Servicers that don’t develop this skillset will lose out, Worrall says. “It goes back to offering a very high level of customer service,” he continued. “Servicers have to put the service back in servicing and not treat the borrower as an asset that’s stuck with them. You have to earn that servicing fee. Good shops have realized this and are working to provide that value. We’re creating and maintaining a relationship, a service, not just an asset on the books.”

When portfolio runoff comes from borrowers who choose to refinance, the servicer is dealing with a consumer who is taking an active role in his or her financial destiny.
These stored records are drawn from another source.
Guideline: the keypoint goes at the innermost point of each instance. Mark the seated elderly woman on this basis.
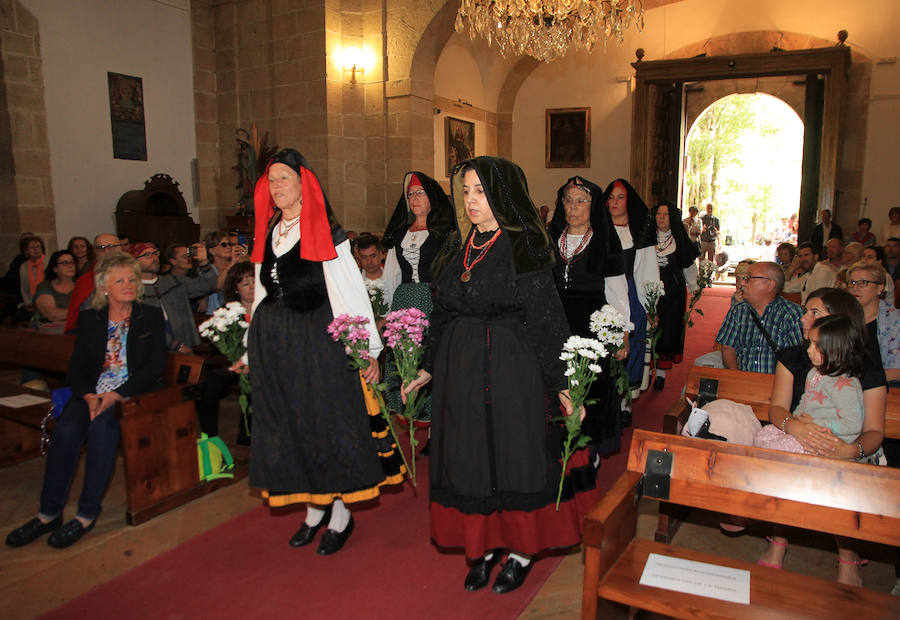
(51, 297)
(120, 351)
(788, 388)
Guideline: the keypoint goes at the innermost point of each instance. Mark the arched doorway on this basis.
(744, 154)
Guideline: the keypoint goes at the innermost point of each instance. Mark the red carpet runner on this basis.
(389, 569)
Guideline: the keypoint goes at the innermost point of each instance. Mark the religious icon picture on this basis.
(126, 112)
(460, 141)
(568, 143)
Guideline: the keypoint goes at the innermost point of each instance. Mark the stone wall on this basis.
(26, 193)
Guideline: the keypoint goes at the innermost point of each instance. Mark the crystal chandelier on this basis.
(546, 29)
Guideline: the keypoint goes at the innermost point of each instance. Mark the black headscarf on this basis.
(641, 225)
(441, 220)
(507, 194)
(685, 249)
(603, 251)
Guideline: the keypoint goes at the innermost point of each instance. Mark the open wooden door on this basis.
(657, 132)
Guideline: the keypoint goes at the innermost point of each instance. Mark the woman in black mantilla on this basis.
(312, 440)
(417, 230)
(589, 275)
(497, 331)
(677, 256)
(636, 235)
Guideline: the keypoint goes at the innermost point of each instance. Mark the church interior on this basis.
(368, 90)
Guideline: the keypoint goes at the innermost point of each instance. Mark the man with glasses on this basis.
(84, 286)
(763, 322)
(224, 250)
(806, 273)
(174, 293)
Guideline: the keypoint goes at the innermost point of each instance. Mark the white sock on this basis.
(340, 516)
(524, 560)
(314, 514)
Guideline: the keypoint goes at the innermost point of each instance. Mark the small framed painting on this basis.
(460, 142)
(126, 112)
(568, 142)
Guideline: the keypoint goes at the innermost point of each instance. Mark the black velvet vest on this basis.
(301, 283)
(426, 254)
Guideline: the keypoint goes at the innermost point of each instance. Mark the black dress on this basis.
(494, 351)
(312, 440)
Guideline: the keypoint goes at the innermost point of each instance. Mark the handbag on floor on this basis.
(213, 458)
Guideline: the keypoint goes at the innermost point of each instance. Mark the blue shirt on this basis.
(781, 318)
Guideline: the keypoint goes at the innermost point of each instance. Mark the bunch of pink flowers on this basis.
(351, 331)
(404, 331)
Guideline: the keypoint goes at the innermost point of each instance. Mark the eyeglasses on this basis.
(576, 201)
(861, 283)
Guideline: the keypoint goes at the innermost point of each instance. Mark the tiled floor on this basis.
(113, 547)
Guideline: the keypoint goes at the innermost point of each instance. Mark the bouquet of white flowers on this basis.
(653, 291)
(225, 329)
(581, 356)
(611, 327)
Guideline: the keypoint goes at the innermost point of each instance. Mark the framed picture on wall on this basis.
(459, 137)
(126, 112)
(568, 143)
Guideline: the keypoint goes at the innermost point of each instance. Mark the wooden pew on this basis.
(825, 495)
(749, 388)
(159, 428)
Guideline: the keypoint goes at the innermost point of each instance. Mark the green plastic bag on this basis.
(214, 458)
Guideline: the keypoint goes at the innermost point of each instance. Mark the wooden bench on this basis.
(749, 388)
(821, 494)
(159, 428)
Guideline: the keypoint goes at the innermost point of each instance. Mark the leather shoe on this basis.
(31, 531)
(333, 541)
(511, 577)
(306, 533)
(69, 534)
(480, 572)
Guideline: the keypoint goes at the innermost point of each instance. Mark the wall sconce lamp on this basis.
(356, 60)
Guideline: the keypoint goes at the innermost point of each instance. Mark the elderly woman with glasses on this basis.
(51, 298)
(790, 383)
(866, 282)
(120, 352)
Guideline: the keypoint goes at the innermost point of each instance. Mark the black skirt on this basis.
(314, 439)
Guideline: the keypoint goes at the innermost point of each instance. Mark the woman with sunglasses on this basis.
(51, 298)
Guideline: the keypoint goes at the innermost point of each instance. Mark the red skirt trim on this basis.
(526, 532)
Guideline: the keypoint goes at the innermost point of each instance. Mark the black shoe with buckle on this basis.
(31, 531)
(69, 534)
(332, 541)
(480, 572)
(306, 533)
(511, 577)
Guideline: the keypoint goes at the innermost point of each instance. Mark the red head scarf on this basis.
(315, 231)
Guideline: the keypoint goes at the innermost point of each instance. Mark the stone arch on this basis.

Those consumers are looking for one of two things — or possibly both — to reduce the cost of borrowing the money they need or to improve the level of customer service they are receiving from their financial partner.

“We’re doing everything we can to offer a level of service that guarantees we won’t have to be as elastic on price,” Worrall says.

As for the question of whether these new opportunities borrowers are finding to refinance — lower interest rates, higher property values — are likely to land us in more problems down the road, Worrall isn’t worried.

“You can’t have gone through what we did in 2007-2010 and not fear that boogeyman,” Worrall admits.

“Certainly, we all want to see property values increase at a measured pace and anywhere that values are increasing in a manner that doesn’t seem in line with historical norms is a concern. There are certain MSAs where that argument can be made today. But we pay very close attention to hot real estate markets and one of our core competencies as a special servicer is anticipating risk and addressing that with borrowers.”

Worrall said the bigger issue for most industry players isn’t churn, but market volatility, which is making it difficult for companies to know what adjustments to make to most effectively manage their businesses.

“As the economy continues to improve, servicers will benefit, even with more runoff,” Worrall said. “The value of the servicing asset will improve. But general market volatility is a big challenge for both originators and servicers. It’s difficult to adjust your business when the 10-year [Treasury] is moving up and down 3% each day. It’s hard to move quickly enough to keep up with those macroeconomic swings on a daily basis. The hope is that the market will become less volatile, making our businesses easier to manage.”